March 16, 2010 at 12:25 am #343226Todd WIParticipantHi John,
Thanks for bringing this topic up. I've wondered about diet & fasting wrt to PSA. Years ago I tried Pagano's diet for about 6 months. It didn't seem to help much, other than dropping 35 pounds. Note that Pagano isn't a no starch diet, but gets closer than my normal diet.
An interesting fasting related book is “My Triumph Over Psoriasis”:
http://www.amazon.com/My-Triumph-over-Psorasis-Medication/dp/0967006201
Not alot of science referenced, but it's one man's journey using fasting and diet to control his health. An interesting read.
I'm dealing with a minor flare right now and decided I'd see if fasting would help. I started a 3 day fast this morning. I've fast before, 3 days should be no problem. I doubt I'll drop dead, but I'll let you know if I do 😀
Todd
March 16, 2010 at 5:48 am #343227lynnie_sydneyParticipantInterestingly, my AP Doc, when I first went to see her, related that alot of people with rheumatic conditions find that their pain and inflammation resolve if they are hospitalized and are put on a nil-by-mouth regime. She was making the point of how important diet is in treating these conditions. Lynnie
Be well! Lynnie
Palindromic RA 30 yrs (Chronic Lyme?)
Mino 2003-2008 100mg MWF - can no longer tolerate any tetracyclines
rotating abx protocol now.
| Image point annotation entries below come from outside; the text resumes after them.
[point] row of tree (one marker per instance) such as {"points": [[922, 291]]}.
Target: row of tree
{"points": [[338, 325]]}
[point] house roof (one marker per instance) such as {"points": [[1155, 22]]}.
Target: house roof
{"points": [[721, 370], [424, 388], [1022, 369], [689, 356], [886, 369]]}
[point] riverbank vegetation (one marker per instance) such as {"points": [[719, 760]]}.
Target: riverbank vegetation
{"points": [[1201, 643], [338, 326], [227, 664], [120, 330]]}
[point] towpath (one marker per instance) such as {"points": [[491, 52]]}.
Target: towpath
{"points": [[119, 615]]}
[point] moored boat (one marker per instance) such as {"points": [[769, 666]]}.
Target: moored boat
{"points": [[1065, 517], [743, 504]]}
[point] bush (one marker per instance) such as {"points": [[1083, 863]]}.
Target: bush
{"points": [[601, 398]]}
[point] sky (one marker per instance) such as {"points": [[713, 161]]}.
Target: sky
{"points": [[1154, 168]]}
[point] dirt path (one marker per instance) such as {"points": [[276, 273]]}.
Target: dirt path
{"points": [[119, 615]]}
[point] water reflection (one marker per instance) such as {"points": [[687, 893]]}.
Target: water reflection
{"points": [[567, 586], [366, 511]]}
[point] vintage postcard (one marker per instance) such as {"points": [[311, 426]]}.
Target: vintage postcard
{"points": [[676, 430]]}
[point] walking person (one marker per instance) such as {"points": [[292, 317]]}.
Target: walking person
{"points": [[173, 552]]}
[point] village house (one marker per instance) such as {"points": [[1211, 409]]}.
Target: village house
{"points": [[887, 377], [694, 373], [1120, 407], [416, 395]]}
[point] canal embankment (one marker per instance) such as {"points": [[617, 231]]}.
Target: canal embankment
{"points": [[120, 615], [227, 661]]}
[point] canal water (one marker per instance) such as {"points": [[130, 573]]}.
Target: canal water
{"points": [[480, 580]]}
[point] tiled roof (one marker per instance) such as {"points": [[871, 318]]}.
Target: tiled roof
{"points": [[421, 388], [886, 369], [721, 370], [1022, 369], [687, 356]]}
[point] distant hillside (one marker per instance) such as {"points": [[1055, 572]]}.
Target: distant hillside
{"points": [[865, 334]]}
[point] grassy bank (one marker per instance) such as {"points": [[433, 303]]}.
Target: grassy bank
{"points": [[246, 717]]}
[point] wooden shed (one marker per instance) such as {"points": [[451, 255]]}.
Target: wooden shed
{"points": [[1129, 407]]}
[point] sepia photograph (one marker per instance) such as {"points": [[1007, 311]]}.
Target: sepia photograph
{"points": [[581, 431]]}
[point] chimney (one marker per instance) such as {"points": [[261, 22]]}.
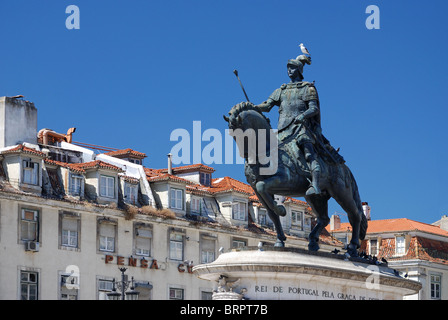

From Sep 2018 MWF - a.m. Augmentin Duo 440mg + 150mg Biaxsig (roxithromycin). p.m. Cefaclor (375mg) + Klacid 125mg + LDN 3mg + Annual Clindy IV's
Diet: no gluten, dairy, sulphites, low salicylates
Supps: 600mg N-AC BID, 1000mg Vit C, P5P 40mg, zinc picolinate 60mg, Lithium orotate 20mg, Magnesium Oil, Bio-identical hormones (DHEA + Prog + Estrog)March 21, 2010 at 8:07 pm #343228FkendallParticipantMy AP Dr also says fasting works, because it starves the pathogens. I have a friend who was suffering severely from lupus + high cholesterol, high BP etc etc, he underwent a 3 week water fast at True North in California and now has a clean bill of health.